As the shift to managed care neared completion in the late 1990s, increased competition among health plans helped fuel consolidation in the health-care marketplace. Through mergers and buy-outs, larger corporations swallowed up smaller ones. Of the 142 million lives covered under managed behavioral health plans by 1998, 99 million, or 55 percent, were covered by the three largest companies (Magellan Health Services, FHC Health Systems and United Behavioral Health).

The introduction of institutional and corporate investing in health care further heightened the adverse effect of the changing healthcare marketplace on psychologists and psychological services. Whether public or private, such investment has greatly influenced managed-health plans and all types of corporate entities to focus on maximizing investor profit. These trends have spawned health-care marketplace competition based on cost and return on investment at the expense of quality care.

Clearly, the growing use of managed care has had a disproportionately negative impact on consumer access to quality behavioral health-care services. According to the National Alliance for the Mentally Ill, between 1988 and 1997, behavioral health-care expenses were slashed 670 percent more than general health-care benefit costs. As a percentage of the total health-care benefit, behavioral health dropped 50 percent­from 6.2 percent in 1988 to 3.1 percent in 1997. Meanwhile, the widespread use of narrowly defined "medical necessity" criteria has made it more difficult for consumers to obtain appropriate treatment.

The cost-driven decision-making embodied in the current health-care system has had far-reaching consequences for practitioners as well. Treatment autonomy has been greatly constrained. Access to patients has suffered as managed-care organizations have excluded psychologists from provider panels and steered health plan participants to lesser-trained, lower-cost providers. And third-party fees paid to psychologists for their professional services have been scaled back.

An additional consequence of the cost-driven health-care system stems from managed care's reliance on short-term treatment modalities and psychopharmacological interventions. This approach has increased the incidence and risk of premature discharge and undertreatment of patients, thereby increasing the likelihood of employee disability.

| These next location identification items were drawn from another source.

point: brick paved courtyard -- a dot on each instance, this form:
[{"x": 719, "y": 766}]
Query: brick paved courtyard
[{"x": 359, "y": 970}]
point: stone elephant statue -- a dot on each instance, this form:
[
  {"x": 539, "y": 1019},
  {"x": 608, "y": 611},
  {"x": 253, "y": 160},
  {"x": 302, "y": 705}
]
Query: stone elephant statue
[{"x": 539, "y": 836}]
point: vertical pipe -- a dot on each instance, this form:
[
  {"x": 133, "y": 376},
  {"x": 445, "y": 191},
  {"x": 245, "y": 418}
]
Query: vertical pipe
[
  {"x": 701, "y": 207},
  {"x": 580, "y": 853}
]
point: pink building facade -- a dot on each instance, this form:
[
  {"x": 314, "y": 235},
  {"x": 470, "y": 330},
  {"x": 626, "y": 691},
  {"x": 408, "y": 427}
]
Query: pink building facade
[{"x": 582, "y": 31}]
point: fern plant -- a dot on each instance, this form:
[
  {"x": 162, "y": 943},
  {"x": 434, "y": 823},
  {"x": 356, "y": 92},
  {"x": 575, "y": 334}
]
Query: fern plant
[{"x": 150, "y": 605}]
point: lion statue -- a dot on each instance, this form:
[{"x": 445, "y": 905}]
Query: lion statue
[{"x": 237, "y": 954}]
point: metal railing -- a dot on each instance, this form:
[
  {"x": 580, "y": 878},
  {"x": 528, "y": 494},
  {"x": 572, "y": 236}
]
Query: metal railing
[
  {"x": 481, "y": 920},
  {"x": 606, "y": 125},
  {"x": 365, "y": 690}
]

In fact, there is growing evidence that treatment costs have been shifted from health to disability plans. According to UNUM Corporation, the world's largest disability carrier, mental and nervous claims alone have doubled in the past eight years. Health-care purchasers are beginning to implement disability-management programs that focus on providing appropriate care at the proper time to alleviate symptoms and help employees address underlying psychosocial problems and improve their functioning. Practicing psychologists are beginning to shift their focus toward integrating psychological services with physical health services in light of such a marketplace shift toward disability management.

Yet another result of the changing health-care marketplace is the emergence of disease management, which theoretically promotes the use of the full continuum of care, thereby yielding the greatest likelihood of a favorable, cost-effective outcome for a specific disorder. Another area ripe for the application of mind-body research, disease management is developing as a focus of
psychologists' integration of psychological services into the previously segmented physical health domain.